Purpose : The retinal pigment epithelium (RPE) faces two different environments – the retinal photoreceptors apically and the choroid basally. To perform different functions on each side, RPE cells must undertake a rearrangement of intracellular structures during development and polarize along the apical-basal axis. Failure to acquire a mature phenotype leads to retinal degeneration, as seen in some ciliopathies. In this study, we generated a three-dimensional reference map of induced pluripotent stem cell-derived RPE (iPSC-RPE) organelles and cytoskeletal structures to better understand the process of RPE polarization, using high-content imaging and object segmentation.

Methods : RPE cells were derived from 16 induced pluripotent stem cell reporter lines, each expressing a fluorescently tagged protein to highlight specific intracellular structures. About 10,000 images of iPSC-RPE were taken at different timepoints during maturation. iPSC-RPE cells treated with HPI4, a compound known to disrupt apical-basal polarity, were included as control. A machine-learning algorithm was trained to identify and segment cells and nuclei borders. Each organelle or subcellular structure was segmented using classic segmentation algorithms. Three rounds of segmentation with the human in the loop were carried out to ensure the accuracy of the results.

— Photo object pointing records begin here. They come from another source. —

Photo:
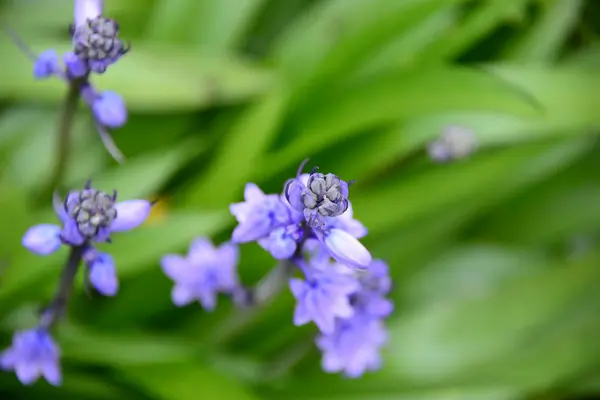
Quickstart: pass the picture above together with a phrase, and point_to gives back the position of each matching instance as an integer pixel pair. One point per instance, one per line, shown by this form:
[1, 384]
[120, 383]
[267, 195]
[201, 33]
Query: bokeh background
[496, 258]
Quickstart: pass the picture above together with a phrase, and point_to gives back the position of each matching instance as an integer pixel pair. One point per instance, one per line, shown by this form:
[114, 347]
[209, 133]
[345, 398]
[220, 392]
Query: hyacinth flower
[87, 216]
[95, 46]
[455, 143]
[311, 231]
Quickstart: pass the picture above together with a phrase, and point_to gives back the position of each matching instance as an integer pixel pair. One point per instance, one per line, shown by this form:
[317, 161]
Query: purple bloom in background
[87, 215]
[206, 271]
[33, 354]
[353, 348]
[323, 297]
[311, 230]
[258, 215]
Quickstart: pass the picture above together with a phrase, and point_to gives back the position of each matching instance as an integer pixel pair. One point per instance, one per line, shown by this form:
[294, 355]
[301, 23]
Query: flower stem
[63, 144]
[58, 306]
[269, 286]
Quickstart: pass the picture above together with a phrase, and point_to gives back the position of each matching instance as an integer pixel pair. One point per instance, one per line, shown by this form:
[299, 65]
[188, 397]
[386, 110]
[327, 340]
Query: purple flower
[455, 142]
[282, 243]
[323, 297]
[353, 348]
[46, 64]
[204, 273]
[318, 196]
[33, 354]
[109, 109]
[96, 38]
[258, 215]
[87, 215]
[102, 272]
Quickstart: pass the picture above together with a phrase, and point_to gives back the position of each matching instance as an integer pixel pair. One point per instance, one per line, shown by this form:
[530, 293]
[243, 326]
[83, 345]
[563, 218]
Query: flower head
[353, 348]
[33, 354]
[455, 142]
[258, 215]
[205, 272]
[317, 196]
[323, 297]
[96, 43]
[86, 215]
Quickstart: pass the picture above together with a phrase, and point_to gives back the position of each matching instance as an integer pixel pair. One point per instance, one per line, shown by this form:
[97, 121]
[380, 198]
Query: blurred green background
[496, 258]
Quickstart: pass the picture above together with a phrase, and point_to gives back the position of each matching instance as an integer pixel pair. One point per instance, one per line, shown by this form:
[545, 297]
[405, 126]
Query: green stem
[63, 144]
[59, 304]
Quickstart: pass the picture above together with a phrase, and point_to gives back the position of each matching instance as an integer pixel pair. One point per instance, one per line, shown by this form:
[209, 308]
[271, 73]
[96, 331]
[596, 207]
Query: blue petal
[42, 239]
[109, 109]
[130, 214]
[75, 66]
[87, 9]
[346, 249]
[46, 64]
[103, 275]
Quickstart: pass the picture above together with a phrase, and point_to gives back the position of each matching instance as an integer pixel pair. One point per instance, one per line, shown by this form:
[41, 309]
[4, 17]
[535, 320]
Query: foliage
[495, 258]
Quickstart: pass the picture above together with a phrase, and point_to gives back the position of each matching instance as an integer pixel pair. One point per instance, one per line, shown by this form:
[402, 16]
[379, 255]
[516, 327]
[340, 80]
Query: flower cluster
[311, 227]
[96, 46]
[86, 216]
[455, 143]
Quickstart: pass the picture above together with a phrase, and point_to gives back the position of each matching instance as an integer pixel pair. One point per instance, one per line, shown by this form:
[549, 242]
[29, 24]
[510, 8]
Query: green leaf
[478, 23]
[454, 339]
[391, 97]
[223, 22]
[544, 41]
[142, 176]
[338, 35]
[179, 79]
[185, 381]
[122, 349]
[243, 147]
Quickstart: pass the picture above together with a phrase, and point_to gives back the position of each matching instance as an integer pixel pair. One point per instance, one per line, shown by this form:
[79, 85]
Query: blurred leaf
[122, 349]
[545, 38]
[452, 339]
[457, 183]
[223, 22]
[144, 175]
[242, 148]
[477, 24]
[389, 98]
[337, 35]
[550, 215]
[178, 79]
[133, 251]
[185, 381]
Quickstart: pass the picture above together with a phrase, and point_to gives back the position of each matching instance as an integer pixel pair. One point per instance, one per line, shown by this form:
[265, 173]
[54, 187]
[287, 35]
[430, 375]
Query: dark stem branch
[58, 306]
[63, 144]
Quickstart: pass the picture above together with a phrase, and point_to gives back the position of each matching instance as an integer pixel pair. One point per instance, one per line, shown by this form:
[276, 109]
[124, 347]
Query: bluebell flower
[96, 38]
[33, 354]
[96, 46]
[323, 297]
[89, 216]
[258, 215]
[455, 143]
[354, 347]
[206, 271]
[311, 230]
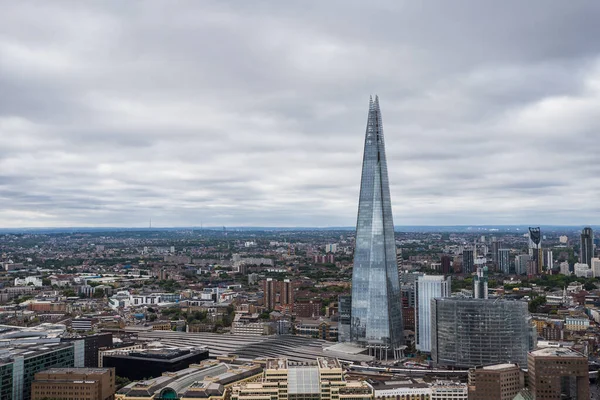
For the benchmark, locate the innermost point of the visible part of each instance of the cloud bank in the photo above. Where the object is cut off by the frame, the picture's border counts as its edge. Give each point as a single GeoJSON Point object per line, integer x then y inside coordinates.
{"type": "Point", "coordinates": [253, 113]}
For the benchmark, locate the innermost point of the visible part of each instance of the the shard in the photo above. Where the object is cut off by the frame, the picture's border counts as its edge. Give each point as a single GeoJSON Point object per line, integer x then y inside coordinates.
{"type": "Point", "coordinates": [376, 316]}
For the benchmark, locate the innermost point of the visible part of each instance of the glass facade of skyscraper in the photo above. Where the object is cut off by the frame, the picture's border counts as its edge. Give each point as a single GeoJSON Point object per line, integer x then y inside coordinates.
{"type": "Point", "coordinates": [376, 319]}
{"type": "Point", "coordinates": [469, 332]}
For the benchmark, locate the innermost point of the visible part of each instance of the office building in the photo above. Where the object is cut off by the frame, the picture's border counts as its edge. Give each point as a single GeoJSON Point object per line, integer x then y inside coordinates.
{"type": "Point", "coordinates": [344, 309]}
{"type": "Point", "coordinates": [535, 248]}
{"type": "Point", "coordinates": [91, 344]}
{"type": "Point", "coordinates": [596, 267]}
{"type": "Point", "coordinates": [83, 324]}
{"type": "Point", "coordinates": [468, 261]}
{"type": "Point", "coordinates": [521, 264]}
{"type": "Point", "coordinates": [428, 287]}
{"type": "Point", "coordinates": [495, 248]}
{"type": "Point", "coordinates": [558, 373]}
{"type": "Point", "coordinates": [139, 364]}
{"type": "Point", "coordinates": [504, 261]}
{"type": "Point", "coordinates": [532, 268]}
{"type": "Point", "coordinates": [308, 308]}
{"type": "Point", "coordinates": [446, 262]}
{"type": "Point", "coordinates": [74, 383]}
{"type": "Point", "coordinates": [376, 309]}
{"type": "Point", "coordinates": [286, 380]}
{"type": "Point", "coordinates": [278, 294]}
{"type": "Point", "coordinates": [468, 332]}
{"type": "Point", "coordinates": [480, 284]}
{"type": "Point", "coordinates": [582, 270]}
{"type": "Point", "coordinates": [270, 293]}
{"type": "Point", "coordinates": [548, 259]}
{"type": "Point", "coordinates": [586, 251]}
{"type": "Point", "coordinates": [499, 382]}
{"type": "Point", "coordinates": [23, 361]}
{"type": "Point", "coordinates": [208, 380]}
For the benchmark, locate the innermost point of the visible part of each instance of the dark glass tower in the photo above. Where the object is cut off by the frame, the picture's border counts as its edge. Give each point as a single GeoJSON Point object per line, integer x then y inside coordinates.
{"type": "Point", "coordinates": [376, 318]}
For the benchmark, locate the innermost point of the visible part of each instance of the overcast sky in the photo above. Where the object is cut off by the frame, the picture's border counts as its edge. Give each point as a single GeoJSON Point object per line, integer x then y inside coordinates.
{"type": "Point", "coordinates": [253, 113]}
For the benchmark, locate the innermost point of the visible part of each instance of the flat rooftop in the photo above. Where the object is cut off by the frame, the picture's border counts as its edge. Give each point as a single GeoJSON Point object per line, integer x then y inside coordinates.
{"type": "Point", "coordinates": [76, 371]}
{"type": "Point", "coordinates": [499, 366]}
{"type": "Point", "coordinates": [556, 352]}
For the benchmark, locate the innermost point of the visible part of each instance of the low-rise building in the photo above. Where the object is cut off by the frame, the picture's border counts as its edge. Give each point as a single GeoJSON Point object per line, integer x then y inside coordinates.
{"type": "Point", "coordinates": [558, 373]}
{"type": "Point", "coordinates": [210, 380]}
{"type": "Point", "coordinates": [499, 382]}
{"type": "Point", "coordinates": [285, 380]}
{"type": "Point", "coordinates": [138, 364]}
{"type": "Point", "coordinates": [74, 383]}
{"type": "Point", "coordinates": [251, 324]}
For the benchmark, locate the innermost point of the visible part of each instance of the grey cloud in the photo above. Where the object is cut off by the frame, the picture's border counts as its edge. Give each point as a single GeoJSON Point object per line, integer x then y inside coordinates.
{"type": "Point", "coordinates": [235, 113]}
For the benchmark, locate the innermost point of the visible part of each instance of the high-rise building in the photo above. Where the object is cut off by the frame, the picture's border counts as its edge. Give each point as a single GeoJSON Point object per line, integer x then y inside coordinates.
{"type": "Point", "coordinates": [586, 252]}
{"type": "Point", "coordinates": [596, 267]}
{"type": "Point", "coordinates": [504, 260]}
{"type": "Point", "coordinates": [558, 373]}
{"type": "Point", "coordinates": [269, 293]}
{"type": "Point", "coordinates": [521, 263]}
{"type": "Point", "coordinates": [287, 293]}
{"type": "Point", "coordinates": [548, 259]}
{"type": "Point", "coordinates": [495, 248]}
{"type": "Point", "coordinates": [446, 262]}
{"type": "Point", "coordinates": [74, 383]}
{"type": "Point", "coordinates": [469, 332]}
{"type": "Point", "coordinates": [499, 382]}
{"type": "Point", "coordinates": [480, 284]}
{"type": "Point", "coordinates": [468, 261]}
{"type": "Point", "coordinates": [535, 248]}
{"type": "Point", "coordinates": [278, 294]}
{"type": "Point", "coordinates": [376, 309]}
{"type": "Point", "coordinates": [428, 287]}
{"type": "Point", "coordinates": [344, 309]}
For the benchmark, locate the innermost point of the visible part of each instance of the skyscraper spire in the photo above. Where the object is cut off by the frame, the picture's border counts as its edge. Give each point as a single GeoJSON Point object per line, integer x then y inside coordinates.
{"type": "Point", "coordinates": [376, 319]}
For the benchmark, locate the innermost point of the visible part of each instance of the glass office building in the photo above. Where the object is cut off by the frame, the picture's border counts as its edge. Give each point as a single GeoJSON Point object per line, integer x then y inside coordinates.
{"type": "Point", "coordinates": [376, 319]}
{"type": "Point", "coordinates": [428, 287]}
{"type": "Point", "coordinates": [470, 332]}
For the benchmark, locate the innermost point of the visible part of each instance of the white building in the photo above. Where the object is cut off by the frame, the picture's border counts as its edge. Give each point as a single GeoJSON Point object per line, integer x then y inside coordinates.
{"type": "Point", "coordinates": [439, 390]}
{"type": "Point", "coordinates": [34, 280]}
{"type": "Point", "coordinates": [521, 263]}
{"type": "Point", "coordinates": [564, 268]}
{"type": "Point", "coordinates": [582, 270]}
{"type": "Point", "coordinates": [448, 390]}
{"type": "Point", "coordinates": [596, 267]}
{"type": "Point", "coordinates": [563, 239]}
{"type": "Point", "coordinates": [428, 287]}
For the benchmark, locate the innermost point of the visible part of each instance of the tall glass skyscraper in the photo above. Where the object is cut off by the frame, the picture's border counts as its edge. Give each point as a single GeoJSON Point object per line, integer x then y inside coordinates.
{"type": "Point", "coordinates": [586, 252]}
{"type": "Point", "coordinates": [376, 317]}
{"type": "Point", "coordinates": [428, 287]}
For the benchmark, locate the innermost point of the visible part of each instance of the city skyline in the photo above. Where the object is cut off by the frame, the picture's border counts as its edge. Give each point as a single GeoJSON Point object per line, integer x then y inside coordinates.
{"type": "Point", "coordinates": [115, 113]}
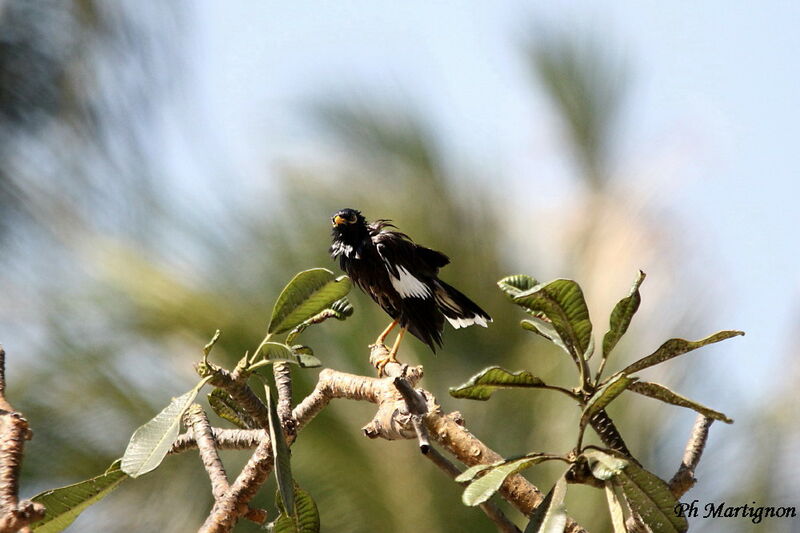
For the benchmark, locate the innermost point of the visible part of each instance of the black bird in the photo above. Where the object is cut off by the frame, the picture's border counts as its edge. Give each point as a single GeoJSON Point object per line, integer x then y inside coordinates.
{"type": "Point", "coordinates": [402, 278]}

Results : Cells and nuclei became more compact horizontally and elongated on the vertical axis during polarization. Moreover, nuclei developed invaginations of the nuclear envelope. The volume of endoplasmic reticulum (ER) and mitochondria increased with maturation, while the volume of Golgi apparatus remained constant. Among endosomes, autophagosomes, peroxisomes and lysosomes, the latter was the only organelle that displayed a decrease in volume when RPE polarization was blocked (0.45 vs 0.2 mm²). The ER, mitochondria, and lysosomes moved toward the center of the cell during maturation. The average number of lysosomes decreased with cell polarization (30 vs 20/cell), while the number of peroxisomes increased (70 vs 90/cell).

Conclusions : This work provides a three-dimensional reference map of organelle number, morphology, and distribution during normal development of RPE apical-basal polarity. Abnormal RPE phenotypes occurring in different diseases can now be compared to this reference map to understand the underlying subcellular mechanisms of action.

This abstract was presented at the 2024 ARVO Annual Meeting, held in Seattle, WA, May 5-9, 2024.